O Acadêmico declarou que “nós somos muito descuidados”, de modo que permitimos, por exemplo, que um projeto institucional da Inglaterra pegasse sementes da seringueira na Amazônia e levasse para a Malásia. Assim, em 1915, a borracha brasileira deixou de ser competitiva. Ele também mencionou o Código Florestal que, apesar do trabalho bem feito pela ABC e SBPC, foi um “fracasso”, no sentido da estratégia ser muito unidirecional, sem abrangência do conhecimento. “Precisaria ter havido uma maior interdisciplinaridade e uma maior transparência para a população no processo de divulgação dos problemas relacionados ao Código Florestal.”
Produção de alimentos
Tundisi afirmou que o Brasil sempre será um dos principais protagonistas na produção de alimentos. “Daqui a 20 anos, os grandes centros produtores de alimentos ainda serão o Brasil, os Estados Unidos e a Argentina.” O pesquisador considera que isso se deve, em grande parte, aos conhecimentos científicos desenvolvidos pela Empresa Brasileira de Agropecuária (Embrapa). Ele ressaltou, no entanto, a necessidade de se intensificar a produção de forma sustentável em relação à saúde humana, segurança alimentar e ao meio ambiente, além de manter a sustentabilidade do processo através de políticas públicas.
Desastres naturais
O alto grau de urbanização foi apontado como uma das principais causas dos desastres naturais no Brasil. Com 80% da população brasileira vivendo em áreas urbanas, ocorreram mudanças muito rápidas em uma escala de tempo relativamente curta, de modo que a urbanização em muitas regiões aconteceu de forma desordenada e sem planejamento. “Poucos municípios brasileiros têm condição de fazer um planejamento urbano, pois há pouca tecnologia e capacitação para tal”, observou Tundisi. “Então, quando ocorrem eventos extremos, temos catástrofes e desastres.” Uma das conclusões da sessão foi a necessidade de deslocar o foco da mitigação para a prevenção. “É preciso um gerenciamento que antecipe eventos.”
Os desastres naturais geram efeitos diretos e indiretos.

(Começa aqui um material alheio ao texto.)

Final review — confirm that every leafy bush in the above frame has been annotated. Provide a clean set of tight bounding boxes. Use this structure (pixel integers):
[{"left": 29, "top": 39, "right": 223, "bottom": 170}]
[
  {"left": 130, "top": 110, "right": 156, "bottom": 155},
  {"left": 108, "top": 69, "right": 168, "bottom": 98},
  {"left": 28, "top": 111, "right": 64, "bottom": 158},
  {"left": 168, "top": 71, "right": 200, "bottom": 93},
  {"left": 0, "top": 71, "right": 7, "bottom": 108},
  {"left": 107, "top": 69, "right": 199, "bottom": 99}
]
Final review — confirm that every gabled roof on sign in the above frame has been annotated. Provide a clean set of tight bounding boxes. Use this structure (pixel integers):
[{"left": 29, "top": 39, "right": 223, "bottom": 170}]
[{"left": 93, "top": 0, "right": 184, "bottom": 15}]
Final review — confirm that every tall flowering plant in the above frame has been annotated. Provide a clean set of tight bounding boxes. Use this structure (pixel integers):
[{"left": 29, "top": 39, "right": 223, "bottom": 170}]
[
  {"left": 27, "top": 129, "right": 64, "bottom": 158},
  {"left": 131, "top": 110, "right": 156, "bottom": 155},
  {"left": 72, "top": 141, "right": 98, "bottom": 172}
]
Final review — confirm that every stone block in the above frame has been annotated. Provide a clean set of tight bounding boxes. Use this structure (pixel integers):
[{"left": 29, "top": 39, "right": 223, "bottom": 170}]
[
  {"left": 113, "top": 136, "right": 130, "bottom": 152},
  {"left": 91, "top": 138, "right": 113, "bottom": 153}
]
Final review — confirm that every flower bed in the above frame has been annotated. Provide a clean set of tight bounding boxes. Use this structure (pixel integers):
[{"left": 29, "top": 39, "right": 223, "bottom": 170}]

Um dos efeitos indiretos do furacão Katrina, por exemplo, que atingiu os Estados Unidos em 2005, foi uma epidemia de hepatite E, uma vez que, com as inundações e destruição da infraestrutura, ocorreu uma enorme mistura de água de esgoto, água pluvial e água de enchente. “Por isso, é necessário criar um financiamento para assistência a desastres”, destacou o Acadêmico.
Oceanos
Segundo o relator, ficou demonstrado que os estudos de larga escala sobre os oceanos são extremamente importantes, principalmente considerando as mudanças climáticas e a relação com os processos de circulação interoceânica. “Isso nos permite entender os impactos dessas mudanças na dimensão do nosso oceano, mas também na dimensão continental”, afirmou Tundisi. O Acadêmico alertou que devemos ampliar as nossas capacidades operacionais e comemorou o fato de que o país terá dois novos navios – um já comprado para a USP pela Fapesp, que começará a ser operado em breve, e um navio oceanográfico de grande porte que será um Instituto de Oceanografia do Ministério de Ciência, Tecnologia e Inovação, moderno e eficiente. “São avanços importantes.”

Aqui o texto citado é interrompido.